11 Aralık 1992 Pazar günü Kardelen ayrıksı bir akşam yaşıyordu. Bir güzel adam gülen gözleriyle şiir okuyordu. Masadakiler can kulağı ile dinliyordu. Büyüdükçe büyüdü masa, genişledikçe genişledi.Herkes susmuştu. Bilmeyenler sordular.’Kim bu derya adam yahu?’ Bilenler yanıtladılar: ‘Âşık Cevri’. ‘Haa…öyle mi? Duymamıştık da.’ ‘Peki, Nejat Birdoğan adını da duymadınız mı?’ ‘Duymaz olur muyuz?... O bu mu?... Bu gece sabah olmaz…’
Gerçekten sabah olmadı. Ne gazel anlatıyordu.Sesi bir inip bir çıkıyor, yüzündeki kaslar bir gerilip bir rahatlıyordu. Gözleri hep gülüyor, elleri hep dokunuyor, coştukça coşuyordu. Masaya yeni eklenenlerle tanışmak için ayağa kalkıyor, ceketini ilikliyor, saygıyla selamlıyor, sevgiyle oturuyordu. Bu nezaketi ne İngiliz ne de Fransız centilmenlerinden almıştı. O Anadolu’da yetişmiş bir çelebiydi.”

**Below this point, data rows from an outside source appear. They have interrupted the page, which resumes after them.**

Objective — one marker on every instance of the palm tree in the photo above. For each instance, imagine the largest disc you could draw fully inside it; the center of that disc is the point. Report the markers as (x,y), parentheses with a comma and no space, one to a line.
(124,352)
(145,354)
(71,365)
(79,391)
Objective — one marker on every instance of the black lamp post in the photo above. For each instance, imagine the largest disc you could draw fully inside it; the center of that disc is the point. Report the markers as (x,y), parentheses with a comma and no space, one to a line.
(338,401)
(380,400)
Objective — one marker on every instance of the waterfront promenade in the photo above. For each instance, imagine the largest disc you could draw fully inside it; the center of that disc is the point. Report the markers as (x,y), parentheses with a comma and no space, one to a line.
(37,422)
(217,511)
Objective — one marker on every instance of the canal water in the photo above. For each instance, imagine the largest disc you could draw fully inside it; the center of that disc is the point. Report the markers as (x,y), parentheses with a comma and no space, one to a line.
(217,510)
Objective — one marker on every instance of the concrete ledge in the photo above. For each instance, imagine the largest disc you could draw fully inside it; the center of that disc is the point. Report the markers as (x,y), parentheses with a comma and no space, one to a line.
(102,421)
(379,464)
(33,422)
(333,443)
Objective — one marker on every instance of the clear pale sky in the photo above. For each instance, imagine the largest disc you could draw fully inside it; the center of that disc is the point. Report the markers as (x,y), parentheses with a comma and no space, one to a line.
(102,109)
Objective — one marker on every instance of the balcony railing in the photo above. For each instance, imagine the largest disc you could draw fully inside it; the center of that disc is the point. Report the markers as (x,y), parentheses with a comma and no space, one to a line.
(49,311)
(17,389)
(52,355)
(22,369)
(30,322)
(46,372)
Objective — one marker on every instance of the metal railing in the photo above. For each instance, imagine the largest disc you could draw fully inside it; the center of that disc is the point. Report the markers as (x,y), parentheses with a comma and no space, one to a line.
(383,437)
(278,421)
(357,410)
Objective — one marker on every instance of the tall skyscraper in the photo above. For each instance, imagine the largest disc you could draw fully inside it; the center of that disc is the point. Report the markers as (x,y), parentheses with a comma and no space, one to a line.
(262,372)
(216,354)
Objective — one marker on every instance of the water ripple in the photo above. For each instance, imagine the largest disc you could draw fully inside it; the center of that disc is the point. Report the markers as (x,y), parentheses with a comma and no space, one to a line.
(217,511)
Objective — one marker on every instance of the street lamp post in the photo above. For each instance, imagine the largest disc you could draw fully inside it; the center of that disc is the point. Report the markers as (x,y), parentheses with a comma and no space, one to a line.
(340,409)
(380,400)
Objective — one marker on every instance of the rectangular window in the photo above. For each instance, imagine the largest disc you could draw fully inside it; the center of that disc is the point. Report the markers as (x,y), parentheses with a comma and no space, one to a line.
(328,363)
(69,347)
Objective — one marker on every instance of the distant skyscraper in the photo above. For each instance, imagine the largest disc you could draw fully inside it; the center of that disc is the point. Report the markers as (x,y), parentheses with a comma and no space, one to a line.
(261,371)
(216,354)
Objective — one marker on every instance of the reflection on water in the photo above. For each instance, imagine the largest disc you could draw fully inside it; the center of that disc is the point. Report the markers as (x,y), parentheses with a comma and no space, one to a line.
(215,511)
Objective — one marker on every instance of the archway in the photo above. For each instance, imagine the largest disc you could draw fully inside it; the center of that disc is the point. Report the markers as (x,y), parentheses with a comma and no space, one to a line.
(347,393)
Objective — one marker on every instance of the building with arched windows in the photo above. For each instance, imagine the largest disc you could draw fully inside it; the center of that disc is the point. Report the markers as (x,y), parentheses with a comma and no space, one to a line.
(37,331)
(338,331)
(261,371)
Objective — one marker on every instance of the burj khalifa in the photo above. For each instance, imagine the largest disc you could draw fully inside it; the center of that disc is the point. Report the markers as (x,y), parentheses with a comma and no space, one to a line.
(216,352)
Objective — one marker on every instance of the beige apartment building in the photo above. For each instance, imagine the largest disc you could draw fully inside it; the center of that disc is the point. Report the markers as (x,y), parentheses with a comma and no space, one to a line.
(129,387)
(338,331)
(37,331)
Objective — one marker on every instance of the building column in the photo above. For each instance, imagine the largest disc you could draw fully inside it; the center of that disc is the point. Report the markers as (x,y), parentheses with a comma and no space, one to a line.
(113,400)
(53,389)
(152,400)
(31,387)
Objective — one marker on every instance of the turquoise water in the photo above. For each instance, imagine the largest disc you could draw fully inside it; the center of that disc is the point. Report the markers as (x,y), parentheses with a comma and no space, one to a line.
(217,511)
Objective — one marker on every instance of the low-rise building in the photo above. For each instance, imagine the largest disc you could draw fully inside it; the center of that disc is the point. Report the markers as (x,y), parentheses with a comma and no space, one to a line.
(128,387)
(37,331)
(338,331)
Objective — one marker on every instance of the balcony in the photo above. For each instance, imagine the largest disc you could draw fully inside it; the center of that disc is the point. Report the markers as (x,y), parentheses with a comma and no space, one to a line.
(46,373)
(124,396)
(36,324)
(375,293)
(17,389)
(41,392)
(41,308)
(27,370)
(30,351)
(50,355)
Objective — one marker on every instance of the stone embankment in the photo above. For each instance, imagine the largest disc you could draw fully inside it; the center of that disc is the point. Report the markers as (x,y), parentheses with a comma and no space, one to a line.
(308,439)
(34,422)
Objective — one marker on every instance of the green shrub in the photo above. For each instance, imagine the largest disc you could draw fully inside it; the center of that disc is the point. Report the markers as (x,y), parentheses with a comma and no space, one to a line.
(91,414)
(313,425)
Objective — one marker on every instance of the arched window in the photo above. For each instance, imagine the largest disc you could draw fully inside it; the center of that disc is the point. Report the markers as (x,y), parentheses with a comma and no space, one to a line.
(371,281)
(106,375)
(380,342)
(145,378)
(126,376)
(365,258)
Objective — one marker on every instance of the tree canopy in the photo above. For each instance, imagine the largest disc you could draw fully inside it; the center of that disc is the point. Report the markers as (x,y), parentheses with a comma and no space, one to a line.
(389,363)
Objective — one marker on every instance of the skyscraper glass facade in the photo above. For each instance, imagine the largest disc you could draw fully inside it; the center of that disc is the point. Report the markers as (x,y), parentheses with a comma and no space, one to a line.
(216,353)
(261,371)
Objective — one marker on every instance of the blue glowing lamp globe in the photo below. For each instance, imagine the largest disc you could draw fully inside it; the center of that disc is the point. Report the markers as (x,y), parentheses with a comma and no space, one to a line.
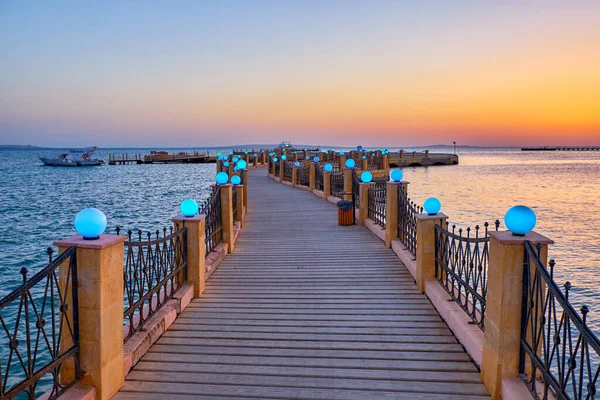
(396,175)
(366,177)
(90,223)
(222,178)
(432,206)
(520,220)
(188,207)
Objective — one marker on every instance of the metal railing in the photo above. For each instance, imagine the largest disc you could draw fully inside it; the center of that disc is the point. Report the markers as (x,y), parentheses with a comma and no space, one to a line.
(154,270)
(376,206)
(559,352)
(40,326)
(407,221)
(461,264)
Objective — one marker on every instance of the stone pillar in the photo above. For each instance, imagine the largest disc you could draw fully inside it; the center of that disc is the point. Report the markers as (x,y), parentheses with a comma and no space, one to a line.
(391,212)
(501,344)
(326,184)
(227,215)
(312,177)
(348,183)
(363,212)
(196,250)
(426,247)
(100,295)
(295,176)
(240,192)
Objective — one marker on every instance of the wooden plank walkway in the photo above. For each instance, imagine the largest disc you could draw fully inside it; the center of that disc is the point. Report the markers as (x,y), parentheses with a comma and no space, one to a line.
(306,309)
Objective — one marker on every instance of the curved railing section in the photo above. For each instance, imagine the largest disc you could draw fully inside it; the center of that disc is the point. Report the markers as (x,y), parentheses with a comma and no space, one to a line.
(461,264)
(377,200)
(560,355)
(154,270)
(407,221)
(40,331)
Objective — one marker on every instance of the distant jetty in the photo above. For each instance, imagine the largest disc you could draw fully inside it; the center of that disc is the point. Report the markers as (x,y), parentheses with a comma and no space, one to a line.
(562,148)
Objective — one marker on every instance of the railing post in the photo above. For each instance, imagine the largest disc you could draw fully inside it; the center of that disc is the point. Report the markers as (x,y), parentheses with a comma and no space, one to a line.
(312,176)
(426,247)
(347,182)
(326,184)
(227,215)
(101,306)
(295,176)
(504,303)
(240,192)
(391,212)
(195,248)
(363,210)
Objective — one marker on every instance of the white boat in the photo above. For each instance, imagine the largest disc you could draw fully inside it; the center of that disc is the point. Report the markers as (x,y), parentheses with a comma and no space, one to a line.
(74,158)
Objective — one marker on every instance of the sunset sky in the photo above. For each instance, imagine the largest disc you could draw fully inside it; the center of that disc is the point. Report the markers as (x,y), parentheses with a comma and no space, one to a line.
(389,73)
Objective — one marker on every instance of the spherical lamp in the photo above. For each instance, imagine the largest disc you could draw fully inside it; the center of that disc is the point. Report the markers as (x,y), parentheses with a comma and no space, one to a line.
(222,178)
(396,175)
(520,220)
(366,177)
(432,206)
(188,208)
(90,223)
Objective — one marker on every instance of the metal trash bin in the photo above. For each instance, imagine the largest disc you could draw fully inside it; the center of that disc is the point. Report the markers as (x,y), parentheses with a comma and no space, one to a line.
(345,213)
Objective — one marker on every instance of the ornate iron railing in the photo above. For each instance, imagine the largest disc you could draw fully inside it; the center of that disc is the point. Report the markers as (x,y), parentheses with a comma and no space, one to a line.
(559,352)
(376,206)
(407,221)
(40,326)
(461,263)
(319,177)
(337,183)
(154,270)
(213,224)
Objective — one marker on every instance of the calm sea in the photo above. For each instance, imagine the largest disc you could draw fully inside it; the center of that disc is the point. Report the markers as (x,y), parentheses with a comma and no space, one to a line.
(38,204)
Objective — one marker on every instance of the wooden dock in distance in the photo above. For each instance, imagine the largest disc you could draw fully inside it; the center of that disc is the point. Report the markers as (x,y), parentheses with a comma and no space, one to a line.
(317,311)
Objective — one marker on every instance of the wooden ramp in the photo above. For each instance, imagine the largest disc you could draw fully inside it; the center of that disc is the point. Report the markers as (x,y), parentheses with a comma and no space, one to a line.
(306,309)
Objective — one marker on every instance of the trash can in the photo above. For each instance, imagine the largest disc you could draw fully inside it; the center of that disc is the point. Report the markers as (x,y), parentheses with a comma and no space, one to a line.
(345,211)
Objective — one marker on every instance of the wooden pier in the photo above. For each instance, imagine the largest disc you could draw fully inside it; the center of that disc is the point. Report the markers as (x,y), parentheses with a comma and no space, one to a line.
(306,309)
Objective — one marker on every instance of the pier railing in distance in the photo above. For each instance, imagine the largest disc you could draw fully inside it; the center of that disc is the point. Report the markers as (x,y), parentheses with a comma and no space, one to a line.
(560,355)
(40,331)
(461,265)
(155,268)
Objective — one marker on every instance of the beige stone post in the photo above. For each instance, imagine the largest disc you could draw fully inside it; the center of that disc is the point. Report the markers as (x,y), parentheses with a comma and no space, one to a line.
(101,304)
(391,212)
(348,183)
(281,170)
(363,212)
(295,176)
(501,344)
(426,247)
(227,215)
(326,184)
(240,193)
(196,250)
(312,177)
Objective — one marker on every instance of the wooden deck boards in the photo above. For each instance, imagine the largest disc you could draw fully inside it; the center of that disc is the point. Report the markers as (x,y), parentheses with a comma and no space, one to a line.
(305,309)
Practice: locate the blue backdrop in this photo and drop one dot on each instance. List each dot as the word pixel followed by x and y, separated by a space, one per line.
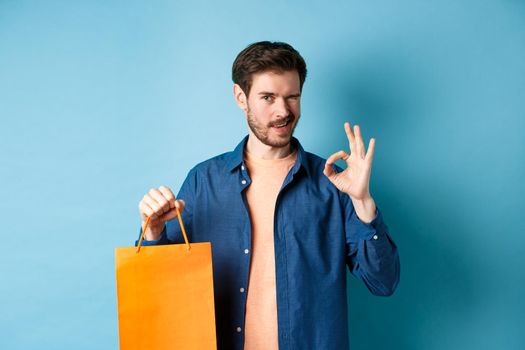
pixel 102 100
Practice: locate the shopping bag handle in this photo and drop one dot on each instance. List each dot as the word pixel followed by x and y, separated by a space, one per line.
pixel 188 246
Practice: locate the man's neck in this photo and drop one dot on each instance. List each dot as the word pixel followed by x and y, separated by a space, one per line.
pixel 255 147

Anadolu halkının Şaman geleneklerine bağlı kalmış, onları daha da geliştirmiş güzelim gerçekten uygar insanlarından biriydi Nejat Birdoğan; ben öteden beri düşünürüm, insanlık ataerkil-anamalcı düzensizlikten kurtulup kalıcı olarak uygarlaşmak istiyorsa, ışığı, Alevilerin getirdiği yerden öteye taşımak zorundadır.

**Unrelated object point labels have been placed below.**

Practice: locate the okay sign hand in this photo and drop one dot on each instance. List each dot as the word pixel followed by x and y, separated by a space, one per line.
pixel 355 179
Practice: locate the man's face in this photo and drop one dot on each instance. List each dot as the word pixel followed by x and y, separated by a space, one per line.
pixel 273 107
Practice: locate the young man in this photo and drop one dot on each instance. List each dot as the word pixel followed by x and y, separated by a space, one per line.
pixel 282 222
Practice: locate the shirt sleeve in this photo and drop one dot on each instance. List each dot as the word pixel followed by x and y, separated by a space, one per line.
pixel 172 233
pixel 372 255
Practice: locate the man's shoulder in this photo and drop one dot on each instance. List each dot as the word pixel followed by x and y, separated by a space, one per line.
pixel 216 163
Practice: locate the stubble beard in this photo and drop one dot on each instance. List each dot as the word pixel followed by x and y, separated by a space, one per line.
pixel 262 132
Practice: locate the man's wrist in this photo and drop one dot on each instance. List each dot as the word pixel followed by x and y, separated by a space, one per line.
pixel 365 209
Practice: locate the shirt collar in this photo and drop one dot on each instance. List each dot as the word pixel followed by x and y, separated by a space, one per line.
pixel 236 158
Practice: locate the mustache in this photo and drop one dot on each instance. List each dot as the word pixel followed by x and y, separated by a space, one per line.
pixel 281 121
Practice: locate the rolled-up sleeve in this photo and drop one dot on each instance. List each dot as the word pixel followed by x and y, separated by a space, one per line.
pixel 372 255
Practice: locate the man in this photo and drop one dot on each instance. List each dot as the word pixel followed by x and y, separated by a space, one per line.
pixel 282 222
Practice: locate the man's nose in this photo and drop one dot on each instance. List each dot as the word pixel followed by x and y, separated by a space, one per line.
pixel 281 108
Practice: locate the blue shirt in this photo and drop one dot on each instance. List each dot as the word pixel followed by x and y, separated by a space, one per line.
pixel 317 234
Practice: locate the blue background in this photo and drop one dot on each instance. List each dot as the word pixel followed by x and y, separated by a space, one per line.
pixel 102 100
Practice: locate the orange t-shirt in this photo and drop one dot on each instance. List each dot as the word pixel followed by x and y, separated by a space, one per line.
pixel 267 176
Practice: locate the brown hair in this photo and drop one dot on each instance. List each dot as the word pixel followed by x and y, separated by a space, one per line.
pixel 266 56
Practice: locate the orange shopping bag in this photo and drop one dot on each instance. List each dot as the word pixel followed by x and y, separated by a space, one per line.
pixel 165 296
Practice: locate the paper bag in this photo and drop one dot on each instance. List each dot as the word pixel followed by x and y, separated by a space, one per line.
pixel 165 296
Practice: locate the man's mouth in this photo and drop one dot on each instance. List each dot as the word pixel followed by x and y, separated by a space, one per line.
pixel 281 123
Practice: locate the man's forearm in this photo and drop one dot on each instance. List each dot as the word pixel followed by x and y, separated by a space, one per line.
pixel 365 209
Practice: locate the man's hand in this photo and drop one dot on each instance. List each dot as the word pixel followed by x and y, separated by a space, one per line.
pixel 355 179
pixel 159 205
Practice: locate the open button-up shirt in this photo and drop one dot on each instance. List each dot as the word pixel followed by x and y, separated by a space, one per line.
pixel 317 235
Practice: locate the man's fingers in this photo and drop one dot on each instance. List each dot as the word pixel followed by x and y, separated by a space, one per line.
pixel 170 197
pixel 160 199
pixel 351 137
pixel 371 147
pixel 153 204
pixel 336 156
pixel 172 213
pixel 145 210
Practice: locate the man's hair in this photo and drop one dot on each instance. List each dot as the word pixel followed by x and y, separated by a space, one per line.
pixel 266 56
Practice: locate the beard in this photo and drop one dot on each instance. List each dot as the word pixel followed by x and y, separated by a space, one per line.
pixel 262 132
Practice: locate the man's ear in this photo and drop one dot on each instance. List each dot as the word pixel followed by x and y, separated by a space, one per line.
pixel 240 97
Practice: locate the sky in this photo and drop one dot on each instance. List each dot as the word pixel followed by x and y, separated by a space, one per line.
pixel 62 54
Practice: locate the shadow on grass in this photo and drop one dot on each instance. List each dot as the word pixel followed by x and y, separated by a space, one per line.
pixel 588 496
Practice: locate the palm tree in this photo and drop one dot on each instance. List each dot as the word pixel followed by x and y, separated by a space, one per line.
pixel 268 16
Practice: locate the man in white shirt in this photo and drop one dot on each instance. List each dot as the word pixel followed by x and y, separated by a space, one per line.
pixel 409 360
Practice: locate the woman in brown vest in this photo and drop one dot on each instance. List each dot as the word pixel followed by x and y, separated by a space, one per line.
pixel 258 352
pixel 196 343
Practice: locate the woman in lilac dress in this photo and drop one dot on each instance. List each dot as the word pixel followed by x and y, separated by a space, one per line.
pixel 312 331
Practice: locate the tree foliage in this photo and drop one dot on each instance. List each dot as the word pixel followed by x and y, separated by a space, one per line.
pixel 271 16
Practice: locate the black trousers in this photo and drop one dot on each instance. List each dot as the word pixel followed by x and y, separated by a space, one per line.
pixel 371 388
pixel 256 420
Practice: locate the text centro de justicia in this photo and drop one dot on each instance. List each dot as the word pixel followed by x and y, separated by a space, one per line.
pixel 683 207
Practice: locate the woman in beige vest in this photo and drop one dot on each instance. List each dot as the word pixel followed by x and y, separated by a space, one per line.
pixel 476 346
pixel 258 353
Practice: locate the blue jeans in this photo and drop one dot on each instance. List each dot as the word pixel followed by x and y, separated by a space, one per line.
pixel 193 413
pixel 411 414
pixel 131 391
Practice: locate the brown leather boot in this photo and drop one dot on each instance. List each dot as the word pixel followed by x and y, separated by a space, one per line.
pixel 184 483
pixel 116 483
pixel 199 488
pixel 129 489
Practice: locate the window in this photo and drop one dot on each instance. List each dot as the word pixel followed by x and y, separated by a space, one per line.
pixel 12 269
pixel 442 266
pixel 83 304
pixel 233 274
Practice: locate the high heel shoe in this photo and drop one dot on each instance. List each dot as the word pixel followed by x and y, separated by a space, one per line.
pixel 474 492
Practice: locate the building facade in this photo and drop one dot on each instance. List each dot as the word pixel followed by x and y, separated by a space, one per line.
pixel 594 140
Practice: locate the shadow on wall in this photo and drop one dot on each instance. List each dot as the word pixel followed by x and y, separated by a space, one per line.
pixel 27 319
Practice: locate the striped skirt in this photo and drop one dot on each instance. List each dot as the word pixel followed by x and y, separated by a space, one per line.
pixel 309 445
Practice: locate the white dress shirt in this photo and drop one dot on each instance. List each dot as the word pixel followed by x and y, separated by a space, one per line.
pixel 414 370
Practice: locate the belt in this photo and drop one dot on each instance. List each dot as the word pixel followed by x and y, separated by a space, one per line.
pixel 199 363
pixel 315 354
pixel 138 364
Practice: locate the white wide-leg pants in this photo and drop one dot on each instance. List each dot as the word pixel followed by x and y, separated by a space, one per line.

Kitabın sonuna, sevgili Bir-Doğan’ın gömütüne işlenmiş bir deyişine almışlar: Tecelli Gününde.
Tecelli gününde, cem meydanında / Dönmem deyip pir eteğin tutan var. / Bin parça görünen Bir’in şanında / Dünya malın değer değmez satan var.
Ferhat dağı deldi Şirin elinden / Gerçeğe varılır pirin elinden / Gülistan içinde harın elinden / Değirmen kurup da dert öğüten var.

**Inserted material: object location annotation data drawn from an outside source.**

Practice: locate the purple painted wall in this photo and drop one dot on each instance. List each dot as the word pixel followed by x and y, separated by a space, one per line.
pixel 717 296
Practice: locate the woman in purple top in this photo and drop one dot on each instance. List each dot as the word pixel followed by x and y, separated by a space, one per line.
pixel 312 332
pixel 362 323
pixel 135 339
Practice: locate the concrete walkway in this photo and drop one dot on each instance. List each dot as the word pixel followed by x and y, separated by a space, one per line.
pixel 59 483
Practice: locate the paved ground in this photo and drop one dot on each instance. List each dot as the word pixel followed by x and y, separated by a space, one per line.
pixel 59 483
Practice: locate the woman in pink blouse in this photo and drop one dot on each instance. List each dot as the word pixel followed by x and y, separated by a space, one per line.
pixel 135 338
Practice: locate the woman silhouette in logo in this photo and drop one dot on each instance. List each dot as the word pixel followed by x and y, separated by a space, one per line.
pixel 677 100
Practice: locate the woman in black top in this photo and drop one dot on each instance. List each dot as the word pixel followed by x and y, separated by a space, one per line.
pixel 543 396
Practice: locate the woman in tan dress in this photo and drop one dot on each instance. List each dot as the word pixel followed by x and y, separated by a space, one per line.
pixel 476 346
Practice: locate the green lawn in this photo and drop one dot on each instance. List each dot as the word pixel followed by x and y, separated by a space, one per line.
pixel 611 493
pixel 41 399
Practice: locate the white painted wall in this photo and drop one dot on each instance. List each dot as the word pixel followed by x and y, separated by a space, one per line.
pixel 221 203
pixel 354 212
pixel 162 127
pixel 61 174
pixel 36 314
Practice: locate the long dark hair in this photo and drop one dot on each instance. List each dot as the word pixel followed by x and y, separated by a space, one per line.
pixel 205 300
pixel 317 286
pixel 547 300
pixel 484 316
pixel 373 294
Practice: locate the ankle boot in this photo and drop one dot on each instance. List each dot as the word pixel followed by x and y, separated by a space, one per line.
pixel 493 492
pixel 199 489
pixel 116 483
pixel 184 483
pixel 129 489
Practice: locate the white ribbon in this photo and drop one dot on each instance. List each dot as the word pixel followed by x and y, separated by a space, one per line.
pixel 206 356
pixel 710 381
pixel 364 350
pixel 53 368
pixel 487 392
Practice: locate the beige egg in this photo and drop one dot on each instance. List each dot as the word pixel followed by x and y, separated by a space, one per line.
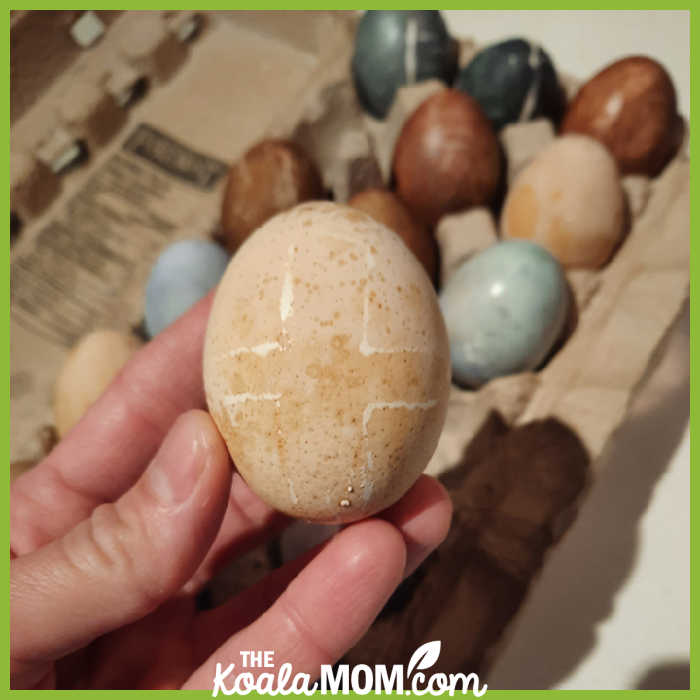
pixel 87 371
pixel 569 200
pixel 326 363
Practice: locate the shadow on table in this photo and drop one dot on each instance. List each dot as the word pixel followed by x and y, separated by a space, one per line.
pixel 671 675
pixel 557 627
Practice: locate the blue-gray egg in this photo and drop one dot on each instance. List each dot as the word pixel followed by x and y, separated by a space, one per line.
pixel 399 47
pixel 504 309
pixel 182 275
pixel 513 81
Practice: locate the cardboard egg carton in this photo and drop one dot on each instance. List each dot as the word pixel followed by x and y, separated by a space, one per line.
pixel 517 455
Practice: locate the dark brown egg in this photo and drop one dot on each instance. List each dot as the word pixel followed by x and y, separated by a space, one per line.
pixel 386 208
pixel 271 177
pixel 630 106
pixel 447 157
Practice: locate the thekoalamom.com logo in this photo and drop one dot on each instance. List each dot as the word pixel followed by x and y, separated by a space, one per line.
pixel 341 679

Kün emrini verip üryan eyleyen / Dönüp kendi kendin seyran eyleyen / Cemale cemali hayran eyleyen / Ak devede kendini yük tutan var.
Sadık olan bulur dost harabını/ Yeter ki doldursun gönül kabını / Vuslat mezesiyle şarabını / Hü çekip de yudum yudum yutan var.
Gökyüzünde bulut mudur, kuş mudur? / Bakın, dostun hatırcığı hoş mudur? /Sorar isen gönül evi boş mudur? /Cevri derler bir köşede yatan var.
Biliyorsunuz, Eflâtun’dan bu yana, yalnız düşünlerin ölümsüz olduğuna inanır insanlar; bugün de, insan kardeşlerinin iyiliğini, mutluluğunu, esenliğini isteyenler arasından bir Kübalı, Fidel Castro, belki uzayda dolaşan bilgelikten pay aldığı için, dünyamızı kasıp kavuran soygunculara, talancılara, yıkıcılara karşı, “ellerindeki silahlar ne denli gelişmiş, hünerli olursa olsun, düşünlerin onlardan çok daha önemli ve etkili olduğu konusundaki köklü inancımız sarsılmadan sürüyor” diyebilmektedir.
O yüzden, bütün inancımla, sevgimle Halk Âşığı Cevri’ye Ruhi Su sesiyle, Gülyüzlüm, Merhaba!